If I’m in the mood of not wanting to think too hard but still contribute to iNat, I’ll use the Identify page to annotate observations. Many, many observations lack any annotations and for some taxa it’s quite easy to go through them and add a life stage, sex, or plant phenology annotation without much specific knowledge. If enough observations of a taxon are annotated, we can start to get some cool data on them, eg for Monarchs (although look at how many still need a life stage annotation!):
Here’s my approach:
- On the Identify page, here are the basic settings I’ll use choose for life stage annotations:
The URL for this is: https://www.inaturalist.org/observations/identify?quality_grade=needs_id%2Cresearch&order_by=random&without_term_id=1&captive=false
This should show me all Needs ID and RG observations lacking a life stage annotation, sorted randomly.
I’ll choose a taxon compatible with life stage, for example Lepidoptera.
Then, when I click on the first observation, I’ll make sure to go to the Annotations tab. There is a handy list of keyboard commands on the bottom left-hand corner.
- It’s pretty easy to rapidly go through the observations and tell which ones are of eggs, larvae, pupae, or adults and add annotations for those.
Things to remember:
If you are unsure, it’s better to not add the annotation, feel free to move on to the next observation.
Don’t go too quickly, sometimes you’ll add the wrong annotation! Be sure to correct any errors you make
Some taxa can be tricky. For example, there are larviform female adult beetles and other insects, which are difficult to distinguish from adults. Again, if you’re unsure, don’t add an annotation.
If you would like to bulk annotate your own observations, there is another tutorial for that.
That’s about it!
A post was split to a new topic: Community Annotation Challenges
Some helpful URLs for this. This post is a wiki, so please feel free to add your own links.
Can I just add that not every observation needs to have annotations applied. If you find yourself struggling to decide which value to make the annotation (“Is this observation of an exuviae an adult or a juvenile?”) then perhaps just leave the annotation out.
On that note, I wonder if having a “reviewed=no” version of the links above would allow people to “skip” those that they are unsure of… perhaps they can add it to the url if they want it…
I also wonder if it is acceptable to only mark “dead”, with “alive” being assumed?
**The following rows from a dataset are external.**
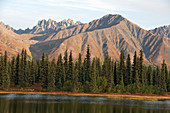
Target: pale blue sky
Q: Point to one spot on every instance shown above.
(148, 14)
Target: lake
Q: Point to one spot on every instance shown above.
(16, 103)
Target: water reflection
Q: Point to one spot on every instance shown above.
(67, 104)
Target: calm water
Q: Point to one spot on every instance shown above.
(12, 103)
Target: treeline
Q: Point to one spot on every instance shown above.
(85, 76)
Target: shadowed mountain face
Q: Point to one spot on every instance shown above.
(44, 26)
(162, 31)
(109, 34)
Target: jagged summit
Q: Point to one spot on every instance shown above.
(48, 26)
(163, 31)
(106, 35)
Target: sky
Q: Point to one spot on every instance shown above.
(148, 14)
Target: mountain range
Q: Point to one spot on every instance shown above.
(106, 35)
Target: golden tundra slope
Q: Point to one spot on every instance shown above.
(12, 42)
(108, 34)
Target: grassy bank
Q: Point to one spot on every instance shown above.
(146, 97)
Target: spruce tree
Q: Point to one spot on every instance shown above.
(13, 69)
(87, 64)
(5, 75)
(75, 77)
(158, 76)
(66, 64)
(163, 83)
(115, 74)
(46, 73)
(71, 67)
(150, 75)
(137, 83)
(51, 77)
(141, 77)
(80, 76)
(134, 67)
(18, 70)
(59, 72)
(121, 69)
(31, 75)
(93, 77)
(128, 78)
(42, 68)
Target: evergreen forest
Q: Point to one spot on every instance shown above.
(88, 75)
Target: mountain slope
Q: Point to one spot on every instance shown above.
(162, 31)
(107, 35)
(44, 26)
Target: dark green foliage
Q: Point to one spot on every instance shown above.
(141, 78)
(134, 68)
(13, 69)
(31, 75)
(70, 67)
(45, 74)
(4, 73)
(78, 76)
(66, 64)
(107, 69)
(150, 75)
(60, 73)
(101, 84)
(93, 84)
(51, 77)
(128, 76)
(18, 70)
(121, 69)
(87, 65)
(75, 78)
(162, 78)
(115, 74)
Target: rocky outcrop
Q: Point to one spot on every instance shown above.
(107, 35)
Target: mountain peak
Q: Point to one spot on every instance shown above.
(48, 26)
(163, 31)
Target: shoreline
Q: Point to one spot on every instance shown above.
(143, 97)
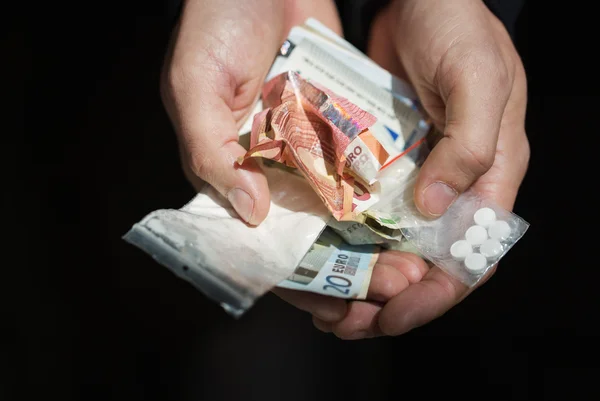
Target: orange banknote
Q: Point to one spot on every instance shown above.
(327, 137)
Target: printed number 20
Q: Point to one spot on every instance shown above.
(335, 284)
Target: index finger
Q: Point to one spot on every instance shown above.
(421, 302)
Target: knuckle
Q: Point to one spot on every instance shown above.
(201, 164)
(482, 65)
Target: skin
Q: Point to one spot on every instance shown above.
(467, 73)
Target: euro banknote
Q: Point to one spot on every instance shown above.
(334, 268)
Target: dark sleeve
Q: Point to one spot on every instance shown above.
(357, 16)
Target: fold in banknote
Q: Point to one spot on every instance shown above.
(305, 126)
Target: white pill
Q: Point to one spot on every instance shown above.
(491, 248)
(475, 235)
(499, 230)
(484, 217)
(461, 249)
(475, 263)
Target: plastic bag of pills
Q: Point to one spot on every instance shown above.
(466, 241)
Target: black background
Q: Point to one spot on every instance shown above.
(87, 316)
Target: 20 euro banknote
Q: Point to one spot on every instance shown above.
(333, 267)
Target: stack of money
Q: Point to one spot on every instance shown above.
(363, 135)
(340, 119)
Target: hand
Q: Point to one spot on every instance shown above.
(219, 56)
(471, 81)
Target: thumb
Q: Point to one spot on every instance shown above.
(474, 94)
(209, 141)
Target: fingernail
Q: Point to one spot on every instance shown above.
(332, 313)
(242, 203)
(438, 197)
(359, 335)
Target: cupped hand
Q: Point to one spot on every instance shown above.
(219, 56)
(470, 80)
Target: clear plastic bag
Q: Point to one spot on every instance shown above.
(208, 245)
(466, 241)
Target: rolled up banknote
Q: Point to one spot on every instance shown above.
(333, 267)
(326, 137)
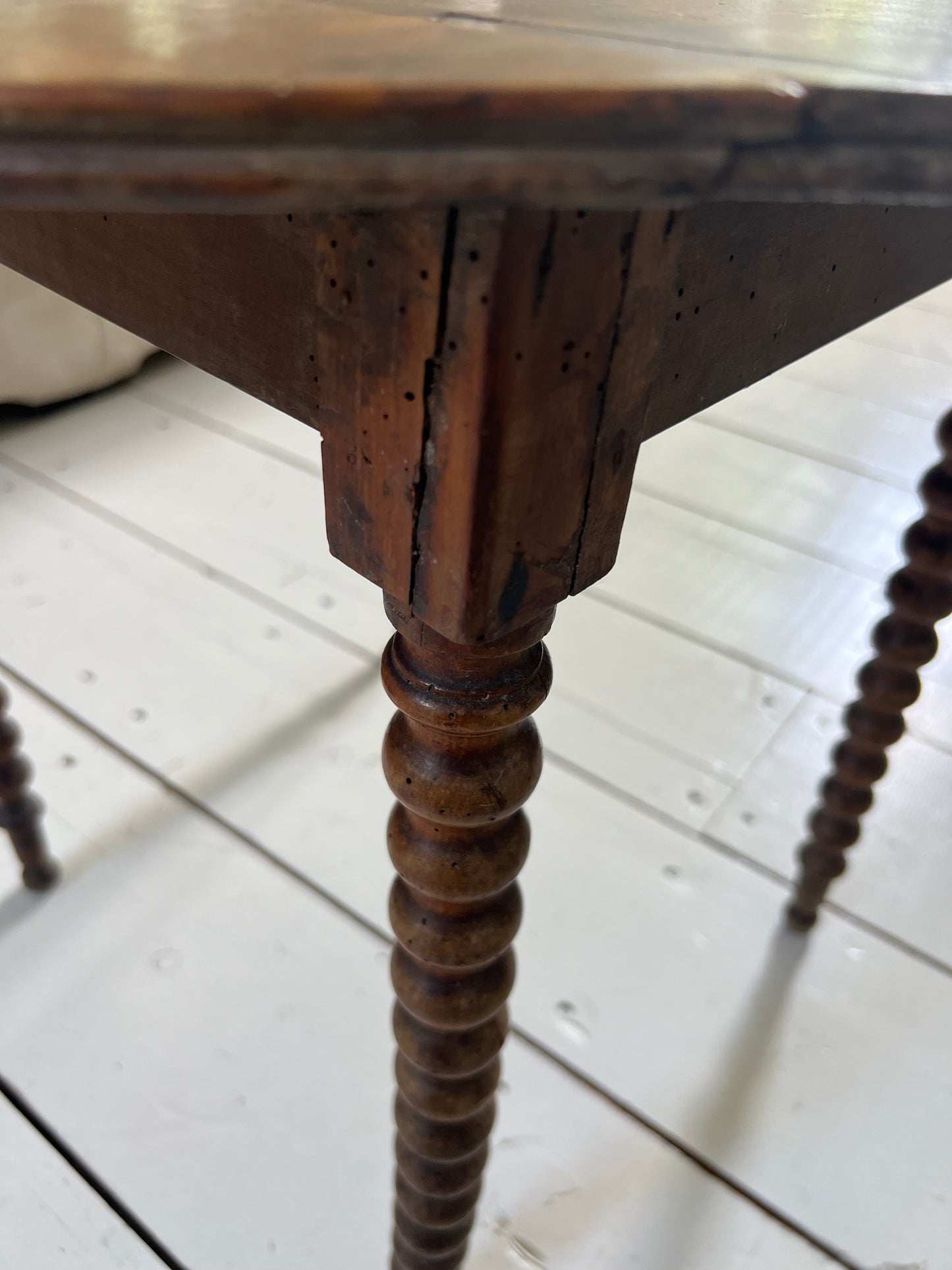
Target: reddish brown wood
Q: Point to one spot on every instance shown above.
(331, 319)
(483, 379)
(734, 293)
(20, 811)
(254, 105)
(920, 594)
(461, 756)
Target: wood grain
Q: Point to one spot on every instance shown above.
(920, 596)
(309, 104)
(483, 378)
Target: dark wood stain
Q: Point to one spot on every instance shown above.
(461, 756)
(20, 811)
(920, 596)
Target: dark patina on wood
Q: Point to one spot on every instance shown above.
(920, 596)
(461, 756)
(483, 378)
(20, 811)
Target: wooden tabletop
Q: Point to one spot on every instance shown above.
(285, 103)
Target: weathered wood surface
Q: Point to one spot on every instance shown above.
(920, 596)
(483, 378)
(293, 105)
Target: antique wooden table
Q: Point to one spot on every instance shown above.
(488, 249)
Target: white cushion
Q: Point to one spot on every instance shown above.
(52, 349)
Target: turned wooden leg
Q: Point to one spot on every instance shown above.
(461, 756)
(20, 809)
(920, 594)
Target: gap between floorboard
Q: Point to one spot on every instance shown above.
(246, 840)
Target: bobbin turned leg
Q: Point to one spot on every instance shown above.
(920, 594)
(461, 756)
(20, 809)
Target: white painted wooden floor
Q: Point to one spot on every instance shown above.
(196, 1023)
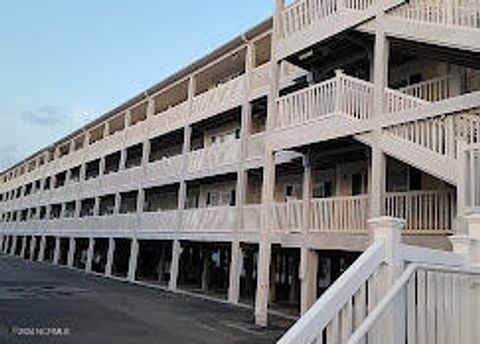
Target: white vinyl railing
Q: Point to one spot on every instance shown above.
(340, 95)
(345, 214)
(345, 304)
(436, 134)
(439, 307)
(432, 90)
(443, 12)
(396, 101)
(402, 283)
(423, 211)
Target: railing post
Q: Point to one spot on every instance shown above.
(339, 90)
(388, 230)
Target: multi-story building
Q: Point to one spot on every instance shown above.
(250, 174)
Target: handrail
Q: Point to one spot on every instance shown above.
(374, 315)
(319, 315)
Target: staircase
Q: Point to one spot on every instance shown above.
(396, 293)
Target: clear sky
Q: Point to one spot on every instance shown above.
(65, 62)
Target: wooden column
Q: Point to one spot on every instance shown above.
(391, 327)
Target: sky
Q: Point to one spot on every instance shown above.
(63, 63)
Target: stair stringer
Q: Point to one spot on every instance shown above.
(440, 166)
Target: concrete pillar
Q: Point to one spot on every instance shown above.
(380, 76)
(263, 267)
(206, 269)
(388, 230)
(235, 270)
(174, 266)
(41, 253)
(472, 221)
(71, 252)
(91, 245)
(33, 243)
(132, 265)
(308, 258)
(24, 246)
(110, 256)
(56, 252)
(13, 246)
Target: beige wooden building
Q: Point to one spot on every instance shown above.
(250, 174)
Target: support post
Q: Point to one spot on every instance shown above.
(388, 230)
(380, 76)
(24, 246)
(235, 270)
(71, 253)
(91, 245)
(132, 265)
(13, 246)
(110, 257)
(33, 243)
(41, 253)
(56, 252)
(176, 252)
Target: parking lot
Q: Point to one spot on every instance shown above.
(40, 303)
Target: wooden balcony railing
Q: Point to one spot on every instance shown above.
(396, 101)
(424, 211)
(436, 134)
(346, 214)
(442, 12)
(214, 156)
(340, 95)
(303, 13)
(432, 90)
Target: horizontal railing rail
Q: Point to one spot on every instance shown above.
(424, 211)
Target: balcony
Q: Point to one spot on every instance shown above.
(218, 99)
(306, 22)
(425, 212)
(441, 12)
(217, 157)
(222, 219)
(340, 96)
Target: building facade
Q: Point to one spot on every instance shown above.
(250, 175)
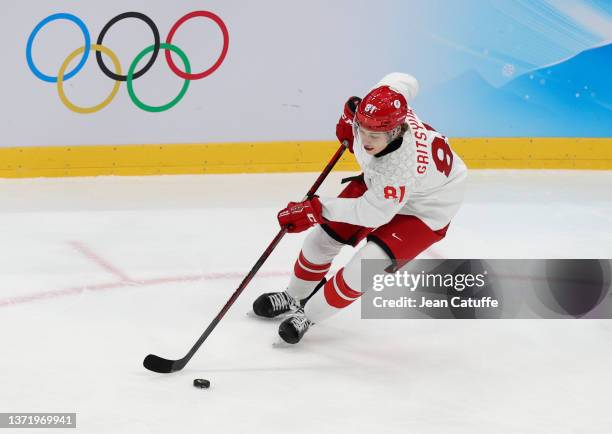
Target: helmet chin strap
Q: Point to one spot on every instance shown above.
(393, 134)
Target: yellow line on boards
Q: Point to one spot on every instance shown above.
(295, 156)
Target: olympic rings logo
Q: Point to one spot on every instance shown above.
(132, 74)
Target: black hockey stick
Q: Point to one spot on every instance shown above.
(159, 364)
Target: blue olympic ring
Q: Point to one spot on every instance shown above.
(39, 26)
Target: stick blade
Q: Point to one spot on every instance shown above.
(158, 364)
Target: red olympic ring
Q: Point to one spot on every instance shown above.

That is how I have been annotating alive/dead for new observations since that annotation came into effect…
@tiwane If you would rather this not be the place to discuss these thoughts, please feel free to delete this post, I have raised the thoughts on other topics before.
@tiwane, I don’t know if we have a page for how newbies can learn more while adding value, but this would be a great activity for that! Almost anyone could go through a set of observations and tell whether they’re budding, flowering, or fruiting.
As for that page, I’m thinking of a list of things like adding high-level IDs to Unknowns, annotating observations, using the Computer Vision Model to refine identifications, adding Observation Fields, tagging organisms that are obviously captive or cultivated, and the like. Each item on the list would link to the corresponding tutorial.
As for the value added, I’m amazed at how powerful those graphs of phenology are. For example, if I am looking at common privet (Ligustrum vulgare) and click the square for the month of June on the curve for Flowering, iNat will produce a page of all observations identified as that species and annotated as flowering in June. (I think there’s also a way to display all observations, regardless of month, that have that annotation. The site’s down, so I can’t check right now.) I can then see if everything identified as L. vulgare produces the same kind of flowers—in other words, whether or not everything identified as L. vulgare really is L. vulgare. I’ve used that as a first step in correcting misidentifications.
Of course, if the observations aren’t annotated, I can’t do that so easily. So if somebody who knows nothing more than what flowers, flower buds, and fruit look like will take the time to add those annotations, they’ll probably learn more about the species while they make the data associated with the observations more available to everyone.
People are already using this information, by the way. One person told me that a plant had stumped them because it was in full bloom when the Phenology data showed its species wasn’t blooming at all. As it turned out, nobody had entered annotations for that species, and they had thought that the 0 for Flowering meant that the species did not flower that month.